The one aspect of the methodology that could be questioned is the use of shrinkage for indicators in the Health and Education, Skills & Training domains. Shrinkage reduces variability in a dataset at the expense of bias. It would be expected that the extent of this bias (in terms of the likelihood of misclassifying a truly deprived data zone as not being amongst the most deprived nationally) will be greatest for deprived data zones within otherwise less deprived shrinkage areas, resulting in a small tendency for the current method to underestimate levels of deprivation in the least deprived LAs. Avoiding such an effect was the stated desire of moving the SIMD 2004 to smaller geography to detect pockets of deprivation. We found some evidence of this effect when we compared the current figures with those using either a single national shrinkage area for all data zones, or not using shrinkage at all.

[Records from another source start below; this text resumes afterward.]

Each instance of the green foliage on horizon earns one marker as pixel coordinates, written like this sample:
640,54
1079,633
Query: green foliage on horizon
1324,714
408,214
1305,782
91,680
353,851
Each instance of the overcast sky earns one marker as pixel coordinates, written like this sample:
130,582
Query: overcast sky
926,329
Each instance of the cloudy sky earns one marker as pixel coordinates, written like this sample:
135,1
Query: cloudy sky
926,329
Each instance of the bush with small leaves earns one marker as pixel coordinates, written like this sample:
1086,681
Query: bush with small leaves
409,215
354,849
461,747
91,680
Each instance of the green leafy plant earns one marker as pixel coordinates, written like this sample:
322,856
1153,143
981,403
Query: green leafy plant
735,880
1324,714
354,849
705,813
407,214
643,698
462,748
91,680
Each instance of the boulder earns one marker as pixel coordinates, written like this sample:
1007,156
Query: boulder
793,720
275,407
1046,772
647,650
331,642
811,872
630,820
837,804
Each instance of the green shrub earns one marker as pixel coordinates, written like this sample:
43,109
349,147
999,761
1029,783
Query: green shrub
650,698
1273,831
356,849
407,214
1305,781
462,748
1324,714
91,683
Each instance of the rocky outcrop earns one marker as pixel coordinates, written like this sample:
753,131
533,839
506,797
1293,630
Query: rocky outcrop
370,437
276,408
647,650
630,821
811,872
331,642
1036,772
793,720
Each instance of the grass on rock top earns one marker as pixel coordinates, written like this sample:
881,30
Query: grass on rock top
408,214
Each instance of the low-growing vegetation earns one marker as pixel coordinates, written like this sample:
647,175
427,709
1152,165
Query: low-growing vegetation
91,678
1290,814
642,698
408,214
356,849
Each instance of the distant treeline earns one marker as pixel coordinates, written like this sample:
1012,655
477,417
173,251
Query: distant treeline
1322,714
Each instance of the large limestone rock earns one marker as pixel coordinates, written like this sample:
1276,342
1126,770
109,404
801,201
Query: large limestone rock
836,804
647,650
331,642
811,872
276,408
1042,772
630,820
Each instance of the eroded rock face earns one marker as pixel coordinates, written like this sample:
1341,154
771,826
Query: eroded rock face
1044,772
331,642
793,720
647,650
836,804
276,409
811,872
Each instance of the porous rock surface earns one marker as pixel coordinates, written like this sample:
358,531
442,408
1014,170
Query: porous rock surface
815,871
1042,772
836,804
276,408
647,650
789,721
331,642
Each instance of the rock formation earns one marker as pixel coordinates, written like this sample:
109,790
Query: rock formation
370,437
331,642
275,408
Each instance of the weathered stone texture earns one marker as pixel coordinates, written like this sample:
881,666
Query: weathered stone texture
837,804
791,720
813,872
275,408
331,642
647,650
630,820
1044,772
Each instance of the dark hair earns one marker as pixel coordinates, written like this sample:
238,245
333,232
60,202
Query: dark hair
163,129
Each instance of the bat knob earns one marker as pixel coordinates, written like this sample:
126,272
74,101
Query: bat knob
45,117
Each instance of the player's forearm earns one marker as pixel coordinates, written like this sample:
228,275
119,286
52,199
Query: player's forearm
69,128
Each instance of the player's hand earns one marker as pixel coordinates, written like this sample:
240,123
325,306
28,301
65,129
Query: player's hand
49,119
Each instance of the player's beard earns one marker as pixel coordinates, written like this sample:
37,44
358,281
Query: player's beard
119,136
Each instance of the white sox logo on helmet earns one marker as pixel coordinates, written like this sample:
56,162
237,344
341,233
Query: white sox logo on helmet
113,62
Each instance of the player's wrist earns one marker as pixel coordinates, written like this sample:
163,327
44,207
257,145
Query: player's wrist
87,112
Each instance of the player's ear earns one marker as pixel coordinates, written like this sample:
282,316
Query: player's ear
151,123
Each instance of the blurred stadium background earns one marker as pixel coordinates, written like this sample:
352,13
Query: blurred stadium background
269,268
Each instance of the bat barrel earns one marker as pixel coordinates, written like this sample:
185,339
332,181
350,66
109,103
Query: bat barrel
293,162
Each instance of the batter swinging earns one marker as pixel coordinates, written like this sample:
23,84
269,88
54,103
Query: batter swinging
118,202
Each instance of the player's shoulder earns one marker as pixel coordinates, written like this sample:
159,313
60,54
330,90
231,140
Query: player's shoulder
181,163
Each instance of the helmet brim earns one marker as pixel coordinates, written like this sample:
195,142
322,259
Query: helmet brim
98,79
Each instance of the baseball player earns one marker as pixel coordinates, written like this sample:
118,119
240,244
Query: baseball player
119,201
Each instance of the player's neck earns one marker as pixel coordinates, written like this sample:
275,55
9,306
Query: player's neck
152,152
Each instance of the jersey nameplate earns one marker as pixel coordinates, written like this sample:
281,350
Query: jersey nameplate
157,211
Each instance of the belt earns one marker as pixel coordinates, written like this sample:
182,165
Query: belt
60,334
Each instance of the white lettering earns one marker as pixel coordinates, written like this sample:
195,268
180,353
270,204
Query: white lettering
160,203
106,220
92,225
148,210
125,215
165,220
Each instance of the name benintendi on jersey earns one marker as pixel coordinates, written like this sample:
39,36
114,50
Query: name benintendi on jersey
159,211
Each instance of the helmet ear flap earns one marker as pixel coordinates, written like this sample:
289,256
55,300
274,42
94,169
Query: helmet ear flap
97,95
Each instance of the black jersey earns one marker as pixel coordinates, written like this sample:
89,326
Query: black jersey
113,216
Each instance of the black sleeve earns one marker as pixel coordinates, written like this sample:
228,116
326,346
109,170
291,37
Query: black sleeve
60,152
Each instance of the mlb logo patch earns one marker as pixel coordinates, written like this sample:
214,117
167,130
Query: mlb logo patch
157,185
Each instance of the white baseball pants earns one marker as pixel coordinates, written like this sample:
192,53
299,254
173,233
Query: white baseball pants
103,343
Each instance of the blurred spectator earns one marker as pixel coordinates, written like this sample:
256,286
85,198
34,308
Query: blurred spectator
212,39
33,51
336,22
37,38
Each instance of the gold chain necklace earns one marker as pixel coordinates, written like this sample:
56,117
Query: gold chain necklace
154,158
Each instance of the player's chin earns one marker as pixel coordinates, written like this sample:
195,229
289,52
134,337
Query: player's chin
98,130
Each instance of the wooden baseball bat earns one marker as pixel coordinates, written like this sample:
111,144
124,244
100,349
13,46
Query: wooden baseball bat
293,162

It is not necessarily possible to say with any certainty what methods are best since there is no Gold Standard measure of deprivation with which to compare results. However, the methods used to produce any measure of deprivation should be as straightforward and simple to comprehend as possible. We feel that the methodology could be simplified with little change to the resultant SIMD scores and ranks, and would recommend that future editions of the SIMD adopt these simplifications.

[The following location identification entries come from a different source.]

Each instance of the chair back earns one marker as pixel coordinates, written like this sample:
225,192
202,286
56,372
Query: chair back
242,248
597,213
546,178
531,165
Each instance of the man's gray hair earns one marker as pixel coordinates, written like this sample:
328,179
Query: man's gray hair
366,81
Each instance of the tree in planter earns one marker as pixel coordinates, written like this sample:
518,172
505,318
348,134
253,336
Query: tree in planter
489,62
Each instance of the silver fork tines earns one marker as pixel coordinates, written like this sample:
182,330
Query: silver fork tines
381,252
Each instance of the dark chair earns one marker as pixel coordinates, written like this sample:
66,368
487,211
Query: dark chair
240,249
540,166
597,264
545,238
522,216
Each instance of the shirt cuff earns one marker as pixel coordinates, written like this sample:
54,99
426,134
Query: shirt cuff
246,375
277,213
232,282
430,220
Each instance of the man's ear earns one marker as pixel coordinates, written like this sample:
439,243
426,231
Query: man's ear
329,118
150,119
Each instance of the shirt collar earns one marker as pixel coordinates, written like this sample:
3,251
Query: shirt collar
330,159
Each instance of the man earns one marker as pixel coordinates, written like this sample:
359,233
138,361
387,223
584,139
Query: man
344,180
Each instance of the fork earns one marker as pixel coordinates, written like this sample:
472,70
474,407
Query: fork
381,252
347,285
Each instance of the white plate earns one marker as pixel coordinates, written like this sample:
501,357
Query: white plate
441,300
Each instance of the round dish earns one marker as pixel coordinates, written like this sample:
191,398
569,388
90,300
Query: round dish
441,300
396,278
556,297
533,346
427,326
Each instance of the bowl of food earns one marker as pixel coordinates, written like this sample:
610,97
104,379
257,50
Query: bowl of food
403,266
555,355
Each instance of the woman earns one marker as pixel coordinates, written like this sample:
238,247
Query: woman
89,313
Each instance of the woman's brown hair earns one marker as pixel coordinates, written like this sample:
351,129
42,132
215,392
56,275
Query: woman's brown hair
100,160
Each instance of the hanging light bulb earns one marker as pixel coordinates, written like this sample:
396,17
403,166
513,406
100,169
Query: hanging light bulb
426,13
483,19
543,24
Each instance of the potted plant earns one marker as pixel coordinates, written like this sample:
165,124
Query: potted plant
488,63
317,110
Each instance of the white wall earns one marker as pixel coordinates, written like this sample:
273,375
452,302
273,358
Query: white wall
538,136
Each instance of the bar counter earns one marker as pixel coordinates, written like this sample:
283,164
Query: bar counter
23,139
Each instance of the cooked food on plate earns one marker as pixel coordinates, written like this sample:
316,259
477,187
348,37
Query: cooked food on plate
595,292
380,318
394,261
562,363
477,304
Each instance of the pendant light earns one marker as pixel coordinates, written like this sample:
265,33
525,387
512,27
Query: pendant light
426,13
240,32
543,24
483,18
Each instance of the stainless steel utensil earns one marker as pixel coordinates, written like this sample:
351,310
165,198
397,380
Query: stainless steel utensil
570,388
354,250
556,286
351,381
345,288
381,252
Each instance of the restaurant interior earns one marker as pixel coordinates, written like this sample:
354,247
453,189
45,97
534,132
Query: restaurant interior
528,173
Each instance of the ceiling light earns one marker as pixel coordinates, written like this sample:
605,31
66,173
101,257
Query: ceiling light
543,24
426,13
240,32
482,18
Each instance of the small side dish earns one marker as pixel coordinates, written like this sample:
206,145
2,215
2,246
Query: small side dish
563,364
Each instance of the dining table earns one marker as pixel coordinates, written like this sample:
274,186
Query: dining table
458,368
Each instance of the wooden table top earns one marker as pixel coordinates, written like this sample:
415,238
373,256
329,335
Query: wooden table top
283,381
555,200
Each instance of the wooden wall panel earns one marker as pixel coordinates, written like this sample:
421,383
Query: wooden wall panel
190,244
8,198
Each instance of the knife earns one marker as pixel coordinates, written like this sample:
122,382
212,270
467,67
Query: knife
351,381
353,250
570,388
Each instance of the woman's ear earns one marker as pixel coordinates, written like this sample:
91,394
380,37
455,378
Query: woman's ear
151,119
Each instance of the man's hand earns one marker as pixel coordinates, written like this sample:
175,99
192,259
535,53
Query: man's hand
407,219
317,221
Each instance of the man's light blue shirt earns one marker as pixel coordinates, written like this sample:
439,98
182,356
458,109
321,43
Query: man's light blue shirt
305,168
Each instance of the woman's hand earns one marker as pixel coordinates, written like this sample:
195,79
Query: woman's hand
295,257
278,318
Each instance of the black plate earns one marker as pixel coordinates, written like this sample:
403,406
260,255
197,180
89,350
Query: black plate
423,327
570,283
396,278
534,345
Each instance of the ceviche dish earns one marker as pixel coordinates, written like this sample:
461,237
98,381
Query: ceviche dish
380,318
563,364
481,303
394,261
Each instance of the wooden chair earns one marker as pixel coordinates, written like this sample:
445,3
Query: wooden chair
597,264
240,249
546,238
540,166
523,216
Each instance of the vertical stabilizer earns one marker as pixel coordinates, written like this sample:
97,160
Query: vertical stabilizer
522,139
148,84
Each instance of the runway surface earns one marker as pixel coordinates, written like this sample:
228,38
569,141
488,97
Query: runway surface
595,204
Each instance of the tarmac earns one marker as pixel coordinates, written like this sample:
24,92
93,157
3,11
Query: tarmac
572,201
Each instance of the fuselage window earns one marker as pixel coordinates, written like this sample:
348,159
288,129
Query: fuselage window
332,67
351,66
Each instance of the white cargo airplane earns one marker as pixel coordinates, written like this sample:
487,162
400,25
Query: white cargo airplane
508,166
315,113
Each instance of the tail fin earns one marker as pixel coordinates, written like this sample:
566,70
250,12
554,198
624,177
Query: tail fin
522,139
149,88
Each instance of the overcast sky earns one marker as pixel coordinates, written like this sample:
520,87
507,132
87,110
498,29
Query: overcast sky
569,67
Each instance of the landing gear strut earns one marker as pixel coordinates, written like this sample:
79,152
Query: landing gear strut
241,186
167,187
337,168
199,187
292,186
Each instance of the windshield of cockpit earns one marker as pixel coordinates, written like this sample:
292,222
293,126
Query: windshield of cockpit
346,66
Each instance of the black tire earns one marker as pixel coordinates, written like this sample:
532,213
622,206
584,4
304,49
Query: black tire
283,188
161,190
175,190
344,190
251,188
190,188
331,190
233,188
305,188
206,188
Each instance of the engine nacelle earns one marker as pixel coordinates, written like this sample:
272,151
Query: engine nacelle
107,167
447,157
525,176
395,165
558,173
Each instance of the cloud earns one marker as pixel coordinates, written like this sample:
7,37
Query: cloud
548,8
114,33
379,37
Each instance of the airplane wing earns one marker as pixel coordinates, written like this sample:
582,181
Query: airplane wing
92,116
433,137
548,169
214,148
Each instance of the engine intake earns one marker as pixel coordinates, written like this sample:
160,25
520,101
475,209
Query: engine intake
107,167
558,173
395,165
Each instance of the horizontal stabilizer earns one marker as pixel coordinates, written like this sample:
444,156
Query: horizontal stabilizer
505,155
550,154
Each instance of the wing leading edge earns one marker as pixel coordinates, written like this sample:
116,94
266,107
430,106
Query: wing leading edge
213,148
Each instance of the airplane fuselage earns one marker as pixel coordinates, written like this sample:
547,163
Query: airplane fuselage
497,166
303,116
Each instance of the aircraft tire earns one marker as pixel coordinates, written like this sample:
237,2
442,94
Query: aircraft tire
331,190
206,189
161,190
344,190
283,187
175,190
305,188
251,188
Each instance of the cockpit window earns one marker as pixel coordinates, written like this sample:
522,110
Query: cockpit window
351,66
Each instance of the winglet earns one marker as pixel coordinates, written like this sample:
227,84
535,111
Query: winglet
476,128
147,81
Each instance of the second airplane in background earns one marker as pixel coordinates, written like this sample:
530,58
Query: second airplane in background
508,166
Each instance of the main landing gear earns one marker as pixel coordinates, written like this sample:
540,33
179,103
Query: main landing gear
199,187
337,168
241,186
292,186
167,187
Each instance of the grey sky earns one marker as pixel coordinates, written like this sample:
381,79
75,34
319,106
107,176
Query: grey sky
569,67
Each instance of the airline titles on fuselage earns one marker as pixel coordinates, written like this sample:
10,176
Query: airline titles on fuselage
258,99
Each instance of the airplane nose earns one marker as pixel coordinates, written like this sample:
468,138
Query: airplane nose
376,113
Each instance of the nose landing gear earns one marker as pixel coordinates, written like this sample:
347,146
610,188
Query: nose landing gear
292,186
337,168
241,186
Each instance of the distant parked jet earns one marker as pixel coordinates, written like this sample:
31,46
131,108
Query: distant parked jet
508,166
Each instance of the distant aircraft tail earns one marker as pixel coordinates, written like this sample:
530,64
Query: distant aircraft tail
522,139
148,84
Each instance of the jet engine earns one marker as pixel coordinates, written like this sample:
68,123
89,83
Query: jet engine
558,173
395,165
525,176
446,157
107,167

We would also recommend the publication of uncertainty estimates alongside the deprivation measures currently produced. Under the current methodology, it would be overly complex to produce these estimates, but with a simplified algorithm, it should be feasible.
11.2. Specific Recommendations
The following recommendations are the views of the authors of this report. Recommendations 11.2.1 and 11.2.6 would simplify the methodology for the calculation of small area deprivation measures in Scotland, and would have little impact on the actual values of these measures. Recommendation 11.2.2(i) is more computationally difficult, but is conceptually more appealing than the current method. Recommendation 11.2.2(ii) would standardise the methodology in the sense that indicator variables in each domain would undergo the same process to produce a domain score. Recommendation 11.2.3 would remove the need to rank domain scores before combining them into the SIMD. Recommendation 11.2.4 does not apply to the statistical methodology in particular, but would add transparency to the rationale for this step of the algorithm.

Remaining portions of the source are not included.